Un día se cruzó con un hada y ésta le preguntó el motivo de sus lágrimas y la criatura le habló sobre sus miedos.
-Sin embargo, tu miedo a las estrellas impide que puedas ser capaz de ver la hermosa luz que irradian. Y no la puedes ver porque tampoco reconoces la luz de tu interior, tus lágrimas la ocultan –le dijo el hada.
-Mi interior está vacío y mis alas replegadas. A veces lloro tanto que mis lágrimas las mojan–le confesó el ser alado.
-Sin embargo, yo veo tu luz y te veo volando hacia las estrellas –le confesó el hada.

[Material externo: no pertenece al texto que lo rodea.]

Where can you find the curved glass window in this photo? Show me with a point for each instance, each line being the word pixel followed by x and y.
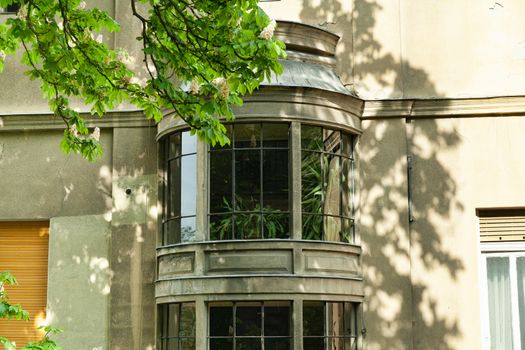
pixel 179 212
pixel 249 183
pixel 326 181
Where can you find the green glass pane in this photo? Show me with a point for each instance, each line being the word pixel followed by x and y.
pixel 248 226
pixel 221 321
pixel 221 227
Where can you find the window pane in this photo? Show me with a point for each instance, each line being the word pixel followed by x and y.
pixel 313 318
pixel 247 180
pixel 188 185
pixel 187 320
pixel 312 180
pixel 189 143
pixel 311 137
pixel 172 232
pixel 276 321
pixel 229 135
pixel 220 182
pixel 187 229
pixel 221 227
pixel 248 344
pixel 335 319
pixel 346 187
pixel 173 344
pixel 332 200
pixel 275 179
pixel 277 344
pixel 173 320
pixel 520 271
pixel 174 181
pixel 221 321
pixel 332 141
pixel 174 145
pixel 347 233
pixel 275 135
pixel 347 145
pixel 188 344
pixel 313 343
pixel 248 320
pixel 276 225
pixel 221 344
pixel 247 135
pixel 312 227
pixel 499 303
pixel 247 226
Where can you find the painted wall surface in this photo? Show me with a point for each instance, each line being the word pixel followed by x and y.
pixel 40 181
pixel 80 280
pixel 102 239
pixel 423 49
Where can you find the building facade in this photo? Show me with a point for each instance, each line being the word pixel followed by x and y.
pixel 371 197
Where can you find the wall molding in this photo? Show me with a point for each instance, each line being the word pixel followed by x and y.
pixel 48 121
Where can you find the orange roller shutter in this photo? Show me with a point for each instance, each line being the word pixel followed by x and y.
pixel 23 252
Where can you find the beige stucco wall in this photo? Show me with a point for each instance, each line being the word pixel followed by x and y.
pixel 424 49
pixel 102 240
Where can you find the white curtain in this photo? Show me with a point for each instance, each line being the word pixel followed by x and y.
pixel 500 310
pixel 520 270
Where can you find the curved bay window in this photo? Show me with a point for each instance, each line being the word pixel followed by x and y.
pixel 249 183
pixel 250 325
pixel 178 224
pixel 326 175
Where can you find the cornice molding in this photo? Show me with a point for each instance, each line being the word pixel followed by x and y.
pixel 48 121
pixel 444 108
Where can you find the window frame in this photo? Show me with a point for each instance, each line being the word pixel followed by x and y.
pixel 353 322
pixel 232 149
pixel 234 304
pixel 294 214
pixel 164 325
pixel 512 250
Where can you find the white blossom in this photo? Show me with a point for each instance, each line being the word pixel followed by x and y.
pixel 267 32
pixel 21 14
pixel 194 87
pixel 223 86
pixel 96 134
pixel 73 130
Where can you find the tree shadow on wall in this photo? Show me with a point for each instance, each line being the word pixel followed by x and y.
pixel 400 258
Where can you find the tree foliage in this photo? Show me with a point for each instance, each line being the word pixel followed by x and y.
pixel 11 311
pixel 199 57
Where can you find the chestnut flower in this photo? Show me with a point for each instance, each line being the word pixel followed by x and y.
pixel 222 85
pixel 267 32
pixel 194 87
pixel 96 134
pixel 73 130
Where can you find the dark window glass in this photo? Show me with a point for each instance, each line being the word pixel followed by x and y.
pixel 258 325
pixel 177 326
pixel 181 189
pixel 250 182
pixel 331 324
pixel 326 178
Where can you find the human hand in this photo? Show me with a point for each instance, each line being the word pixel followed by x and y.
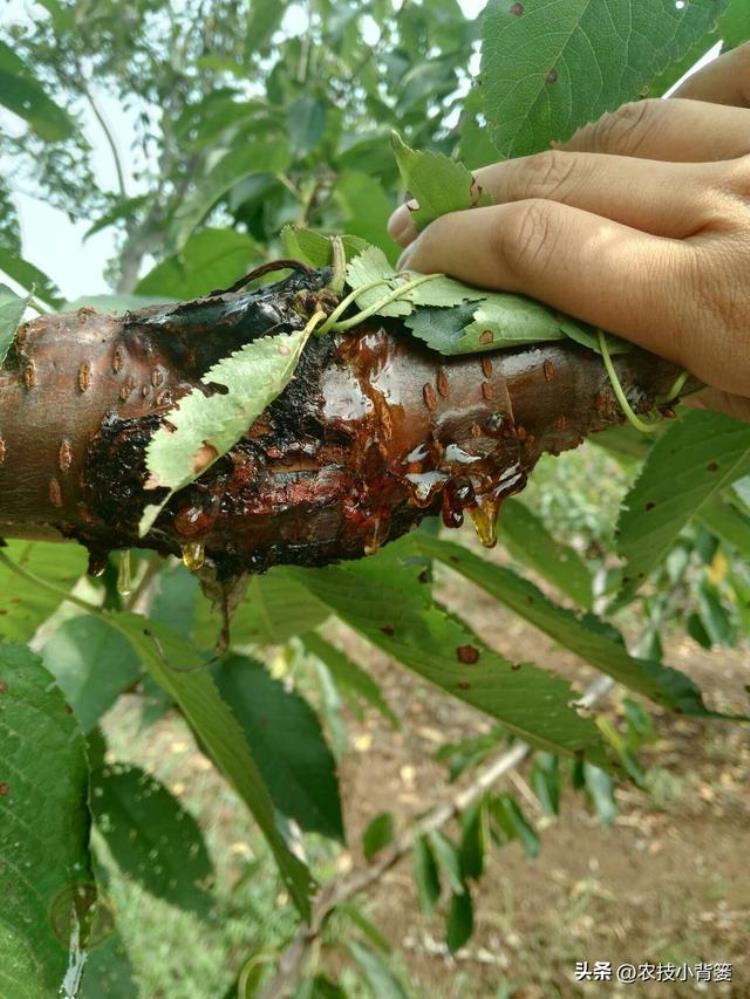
pixel 640 224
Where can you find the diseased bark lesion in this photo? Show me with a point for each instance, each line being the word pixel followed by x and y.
pixel 373 433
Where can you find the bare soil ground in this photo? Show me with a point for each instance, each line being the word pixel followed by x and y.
pixel 667 882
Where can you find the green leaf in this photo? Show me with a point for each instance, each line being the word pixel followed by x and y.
pixel 545 780
pixel 152 837
pixel 548 68
pixel 314 248
pixel 12 309
pixel 442 318
pixel 123 210
pixel 109 971
pixel 727 523
pixel 473 840
pixel 23 604
pixel 348 676
pixel 260 156
pixel 379 975
pixel 514 824
pixel 734 24
pixel 372 265
pixel 92 663
pixel 693 462
pixel 448 860
pixel 22 94
pixel 588 637
pixel 438 184
pixel 365 210
pixel 211 259
pixel 528 541
pixel 601 790
pixel 114 305
pixel 275 609
pixel 30 278
pixel 378 834
pixel 381 600
pixel 287 743
pixel 10 226
pixel 254 376
pixel 306 122
pixel 179 670
pixel 460 923
pixel 426 875
pixel 48 886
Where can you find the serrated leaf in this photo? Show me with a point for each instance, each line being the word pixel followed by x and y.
pixel 588 637
pixel 287 743
pixel 12 309
pixel 378 834
pixel 347 675
pixel 48 884
pixel 152 837
pixel 315 248
pixel 691 463
pixel 439 185
pixel 727 523
pixel 93 665
pixel 548 68
pixel 23 604
pixel 372 265
pixel 381 600
pixel 253 376
pixel 264 156
pixel 177 668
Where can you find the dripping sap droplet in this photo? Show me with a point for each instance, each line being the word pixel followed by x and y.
pixel 484 516
pixel 193 555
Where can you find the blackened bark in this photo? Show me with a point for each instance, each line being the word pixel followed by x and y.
pixel 373 433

El hada le dio la mano y una ola de amor se trasladó al corazón de aquel ser divino que no había sabido reconocer su divinidad ni la misión del alma. El ser estremeció pues estaba sintiendo el don de la vida, el milagro de la existencia en la belleza y la sutileza del instante, aquella que nace del silencio interior, del amor por uno mismo y de saber honrar el momento. El hada le transmitió la semilla de la autoestima y de la apertura a la magia del momento, el ser la tomó en su corazón y abrió sus alas para decirle adiós a la tristeza. Ahora se sentía libre y ligero, ya no tenía necesidad de llorar de forma compulsiva. Esa noche el ser alado abrió los ojos como platos al contemplar la belleza de las estrellas y se preguntó a sí mismo como había podido permitir que las preocupaciones le apartaran de vivirse a sí mismo en todo su esplendor y de experimentar su poder luminoso y radiante, ese poder que ahora le mostraban las estrellas. Su aura era tan potente que podía atravesar el Universo y fue entonces cuando el ser voló hacia las estrellas y cuenta la leyenda que se enamoró de ellas y que ahora él es el guardián de cada lucero del cielo, la misión que le había sido encomendada a su alma.